10th Circuit re-opens copyright restoration for non-US works

Lawrence Lessig blogs this rather complex, but potentially significant decision here

[begin excerpt; the blog post contains links to relevant legal material]

The 10th Circuit decided our appeal in Golan v. Gonzales today. In a unanimous
vote, the Court held that the “traditional contours of copyright protection”
described in Eldred as the trigger for First Amendment review extend beyond the
two “traditional First Amendment safeguards” mentioned by the Court in that
case. It thus remanded the case to the District Court to evaluate section 514 of
the Uruguay Round Agreements Act (“URAA”) under the First Amendment, which
removed material from the public domain.
This is a very big victory. The government had argued in this case, and in
related cases, that the only First Amendment review of a copyright act possible
was if Congress changed either fair use or erased the idea/expression dichotomy.
We, by contrast, have argued consistently that in addition to those two, Eldred
requires First Amendment review when Congress changes the “traditional contours
of copyright protection.” In Golan, the issue is a statute that removes work
from the public domain. In a related case now on cert to the Supreme Court,
Kahle v. Gonzales, the issue is Congress”s change from an opt-in system of
copyright to an opt-out system of copyright.
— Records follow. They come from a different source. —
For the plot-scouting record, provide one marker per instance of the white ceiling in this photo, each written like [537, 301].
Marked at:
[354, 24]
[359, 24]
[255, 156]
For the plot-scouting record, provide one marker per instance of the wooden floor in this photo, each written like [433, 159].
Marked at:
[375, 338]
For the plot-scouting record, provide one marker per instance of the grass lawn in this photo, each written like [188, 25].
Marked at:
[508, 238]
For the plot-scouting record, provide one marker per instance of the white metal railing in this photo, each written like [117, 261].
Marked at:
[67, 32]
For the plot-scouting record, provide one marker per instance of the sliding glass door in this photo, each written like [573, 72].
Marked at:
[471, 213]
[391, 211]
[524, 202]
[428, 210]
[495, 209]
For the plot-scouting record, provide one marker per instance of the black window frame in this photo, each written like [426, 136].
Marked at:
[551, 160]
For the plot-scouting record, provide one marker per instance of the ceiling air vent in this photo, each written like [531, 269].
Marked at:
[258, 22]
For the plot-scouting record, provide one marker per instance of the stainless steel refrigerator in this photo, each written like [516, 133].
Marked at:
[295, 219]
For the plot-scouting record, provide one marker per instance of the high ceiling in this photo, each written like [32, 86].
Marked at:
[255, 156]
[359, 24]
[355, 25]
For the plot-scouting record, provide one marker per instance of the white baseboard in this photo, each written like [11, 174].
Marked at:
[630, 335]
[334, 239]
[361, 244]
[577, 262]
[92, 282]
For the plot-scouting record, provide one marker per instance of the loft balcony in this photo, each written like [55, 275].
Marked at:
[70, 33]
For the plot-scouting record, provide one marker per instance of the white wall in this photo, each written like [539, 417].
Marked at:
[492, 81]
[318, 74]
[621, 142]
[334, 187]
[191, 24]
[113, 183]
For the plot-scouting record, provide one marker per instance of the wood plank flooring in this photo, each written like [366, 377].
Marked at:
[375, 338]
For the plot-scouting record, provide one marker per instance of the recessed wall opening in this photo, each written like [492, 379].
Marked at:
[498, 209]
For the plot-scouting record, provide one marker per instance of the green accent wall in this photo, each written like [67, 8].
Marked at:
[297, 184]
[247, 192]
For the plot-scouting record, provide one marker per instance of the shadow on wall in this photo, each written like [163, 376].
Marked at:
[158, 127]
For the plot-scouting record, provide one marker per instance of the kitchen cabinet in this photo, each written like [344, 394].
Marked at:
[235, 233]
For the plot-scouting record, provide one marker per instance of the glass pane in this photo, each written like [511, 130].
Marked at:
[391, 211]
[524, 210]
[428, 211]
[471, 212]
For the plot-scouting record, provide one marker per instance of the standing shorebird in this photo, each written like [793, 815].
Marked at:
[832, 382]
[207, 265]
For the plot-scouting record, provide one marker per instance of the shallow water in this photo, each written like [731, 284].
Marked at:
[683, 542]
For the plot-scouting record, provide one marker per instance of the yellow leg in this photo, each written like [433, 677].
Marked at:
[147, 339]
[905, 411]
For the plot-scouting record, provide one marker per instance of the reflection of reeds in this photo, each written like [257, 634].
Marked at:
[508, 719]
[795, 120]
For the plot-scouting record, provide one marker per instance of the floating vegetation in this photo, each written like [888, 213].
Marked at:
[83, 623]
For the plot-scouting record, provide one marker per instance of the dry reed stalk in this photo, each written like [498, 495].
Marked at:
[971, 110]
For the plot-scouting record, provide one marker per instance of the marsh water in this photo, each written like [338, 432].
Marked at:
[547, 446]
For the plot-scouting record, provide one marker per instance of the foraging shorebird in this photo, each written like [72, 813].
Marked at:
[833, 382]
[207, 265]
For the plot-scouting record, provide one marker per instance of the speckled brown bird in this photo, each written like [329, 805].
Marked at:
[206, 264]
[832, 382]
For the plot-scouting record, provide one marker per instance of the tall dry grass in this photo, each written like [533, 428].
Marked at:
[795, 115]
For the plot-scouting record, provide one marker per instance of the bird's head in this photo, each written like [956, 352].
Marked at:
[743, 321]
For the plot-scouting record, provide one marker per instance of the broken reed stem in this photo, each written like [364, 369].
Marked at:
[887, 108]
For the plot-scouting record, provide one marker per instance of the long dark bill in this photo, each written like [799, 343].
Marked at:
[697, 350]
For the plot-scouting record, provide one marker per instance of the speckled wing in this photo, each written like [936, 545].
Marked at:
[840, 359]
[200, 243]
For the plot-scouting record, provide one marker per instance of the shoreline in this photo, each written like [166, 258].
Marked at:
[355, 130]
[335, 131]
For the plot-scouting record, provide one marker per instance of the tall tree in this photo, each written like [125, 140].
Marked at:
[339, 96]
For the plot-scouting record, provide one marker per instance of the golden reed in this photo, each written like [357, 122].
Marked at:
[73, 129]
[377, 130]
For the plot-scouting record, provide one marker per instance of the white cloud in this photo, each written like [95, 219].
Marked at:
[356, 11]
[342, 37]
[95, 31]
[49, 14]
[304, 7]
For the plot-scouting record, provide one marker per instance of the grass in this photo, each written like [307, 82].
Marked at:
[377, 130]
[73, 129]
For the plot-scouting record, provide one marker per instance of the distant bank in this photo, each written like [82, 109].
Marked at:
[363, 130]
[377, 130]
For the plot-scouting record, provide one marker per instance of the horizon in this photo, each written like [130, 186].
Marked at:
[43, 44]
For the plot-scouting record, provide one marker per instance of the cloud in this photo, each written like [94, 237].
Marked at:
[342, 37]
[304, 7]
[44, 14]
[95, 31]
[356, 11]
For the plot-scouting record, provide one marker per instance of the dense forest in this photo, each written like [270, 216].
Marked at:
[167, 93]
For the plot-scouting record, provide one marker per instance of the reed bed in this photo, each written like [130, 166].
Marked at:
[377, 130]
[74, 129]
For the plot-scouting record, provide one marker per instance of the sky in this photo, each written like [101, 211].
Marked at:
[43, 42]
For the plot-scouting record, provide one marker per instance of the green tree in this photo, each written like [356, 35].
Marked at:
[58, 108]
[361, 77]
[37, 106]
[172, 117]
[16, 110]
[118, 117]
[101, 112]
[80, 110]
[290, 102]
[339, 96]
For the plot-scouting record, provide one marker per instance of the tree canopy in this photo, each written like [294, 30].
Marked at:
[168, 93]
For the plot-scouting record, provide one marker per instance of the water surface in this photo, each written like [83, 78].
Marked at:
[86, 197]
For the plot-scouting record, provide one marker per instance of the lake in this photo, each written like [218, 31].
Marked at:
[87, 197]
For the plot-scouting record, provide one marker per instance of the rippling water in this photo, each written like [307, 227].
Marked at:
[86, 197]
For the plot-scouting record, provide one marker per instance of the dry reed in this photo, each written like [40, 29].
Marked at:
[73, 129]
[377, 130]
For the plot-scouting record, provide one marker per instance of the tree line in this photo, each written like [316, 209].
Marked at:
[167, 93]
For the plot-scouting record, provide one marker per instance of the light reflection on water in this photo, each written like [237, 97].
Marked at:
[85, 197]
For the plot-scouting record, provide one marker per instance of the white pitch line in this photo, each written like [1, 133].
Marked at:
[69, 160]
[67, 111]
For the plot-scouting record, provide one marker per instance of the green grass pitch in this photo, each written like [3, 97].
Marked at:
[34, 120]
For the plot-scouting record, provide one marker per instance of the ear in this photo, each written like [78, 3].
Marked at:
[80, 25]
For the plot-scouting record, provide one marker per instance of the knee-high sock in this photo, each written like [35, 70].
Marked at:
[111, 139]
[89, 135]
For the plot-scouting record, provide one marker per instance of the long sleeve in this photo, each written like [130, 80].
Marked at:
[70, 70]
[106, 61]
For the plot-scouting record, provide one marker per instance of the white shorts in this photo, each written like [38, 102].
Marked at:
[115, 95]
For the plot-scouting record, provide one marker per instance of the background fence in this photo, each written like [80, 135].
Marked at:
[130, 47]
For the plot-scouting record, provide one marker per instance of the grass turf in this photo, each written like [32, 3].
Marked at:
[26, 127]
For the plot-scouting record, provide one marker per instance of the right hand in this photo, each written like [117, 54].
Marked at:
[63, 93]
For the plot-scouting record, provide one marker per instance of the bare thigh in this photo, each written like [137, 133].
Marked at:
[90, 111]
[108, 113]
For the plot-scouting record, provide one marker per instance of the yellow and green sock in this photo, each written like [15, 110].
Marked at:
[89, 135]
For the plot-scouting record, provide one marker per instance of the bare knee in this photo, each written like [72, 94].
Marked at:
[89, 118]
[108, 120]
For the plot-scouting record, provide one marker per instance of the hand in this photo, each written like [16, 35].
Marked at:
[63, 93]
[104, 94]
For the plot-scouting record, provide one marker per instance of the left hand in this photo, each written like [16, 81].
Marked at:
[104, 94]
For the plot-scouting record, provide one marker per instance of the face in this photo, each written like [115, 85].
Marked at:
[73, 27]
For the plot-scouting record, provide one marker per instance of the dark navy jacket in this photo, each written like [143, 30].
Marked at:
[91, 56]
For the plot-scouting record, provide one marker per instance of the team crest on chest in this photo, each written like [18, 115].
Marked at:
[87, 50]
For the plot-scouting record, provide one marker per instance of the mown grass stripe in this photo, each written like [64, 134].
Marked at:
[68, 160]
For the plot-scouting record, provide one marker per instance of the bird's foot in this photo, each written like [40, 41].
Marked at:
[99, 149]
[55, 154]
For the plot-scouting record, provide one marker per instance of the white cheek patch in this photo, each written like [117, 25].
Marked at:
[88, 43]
That too, we have argued, is a
change in a “traditional contour of copyright protection.” Under the 10th
Circuit”s rule, it should merit 1st Amendment review as well.
I suspect this decision will weigh heavily in the Supreme Court”s determination
whether to grant review in the Kahle case. It also nicely demonstrates the
wisdom in this part of the Eldred decision (don”t get me started on the Progress
Clause part of the decision…) The rule of Eldred, as interpreted by the 10th
Circuit (and by us) is that Congress gets a presumption of First Amendment
constitutionality when it legislates consistent with its tradition. But when it
changes that tradition, its changes must be scrutinized under the First
Amendment. This is an interesting constitutional argument — echoing some of
Justice Scalia”s jurisprudence, as we argue in the cert petition. And it also
makes a great deal of sense: practices unchanged for 200 years are less likely
to raise First Amendment problems (but see …); but whether or not immunity is
justified for them, it is certainly not justified for practices that deviate
from Congress” tradition.
The opinion by Judge Henry is well worth the read. The argument was one the best
I have seen. All three judges knew the case cold. It is a measure of how good
courts can be that they took such care to review this case.